The broker-dealer failed to apply discounts to eligible customers on 594 UIT purchases that would have saved them $152,489, according to the acceptance, waiver and consent letter that Citi signed Thursday. As with the Jones findings, Finra said the behavior violated its Rule 2010 requiring member firms to observe high standards of commercial honor and just and equitable principles of trade.
Citi also violated the self-regulatory group’s Rule 3110 that requires Finra member firms to establish and maintain effective supervisory systems.
Citi’s system determined breakpoint discounts for UIT buyers based on sales volume, but failed to credit rollover discounts, according to Finra. Its post-trade surveillance system identified short-term mutual fund trades but not patterns in trading of UITs, which are portfolios of securities designed for buy-and-hold investors, according to the consent letter.
Citi agreed to a censure, a fine of $225,000 and restitution of $152,489 plus interest.
UITs accounted for about 1% of Citi’s retail business in the six-year period under review, Finra said. The regulator considered the relatively small contribution of the business in determining its sanctions as well as the fact that no customers were actually harmed by the failure to identify short-term UIT trades, according to the consent letter.

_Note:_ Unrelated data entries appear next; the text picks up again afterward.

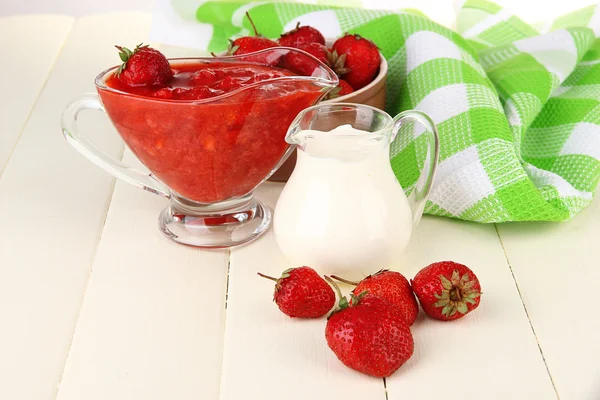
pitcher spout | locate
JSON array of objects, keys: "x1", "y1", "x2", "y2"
[{"x1": 285, "y1": 103, "x2": 395, "y2": 160}]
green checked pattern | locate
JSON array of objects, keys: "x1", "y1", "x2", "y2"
[{"x1": 165, "y1": 0, "x2": 600, "y2": 222}]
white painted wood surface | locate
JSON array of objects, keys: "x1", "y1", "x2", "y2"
[
  {"x1": 221, "y1": 183, "x2": 386, "y2": 400},
  {"x1": 0, "y1": 13, "x2": 138, "y2": 400},
  {"x1": 0, "y1": 15, "x2": 73, "y2": 173},
  {"x1": 2, "y1": 10, "x2": 600, "y2": 400},
  {"x1": 386, "y1": 219, "x2": 557, "y2": 399},
  {"x1": 56, "y1": 154, "x2": 229, "y2": 400},
  {"x1": 223, "y1": 187, "x2": 557, "y2": 400},
  {"x1": 497, "y1": 196, "x2": 600, "y2": 400}
]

Finra has been imposing fines for UIT sales violations against large and small firms following targeted exams begun in 2016 that focused on written supervisory procedures, exception trading reports and early rollover transactions.
Raymond James Financial in October is believed to have terminated as many as half a dozen advisors over allegations of unsuitable Unit Investment Trust sales, and several Morgan Stanley brokers have faced fines and suspensions over short-term UIT trading recommendations.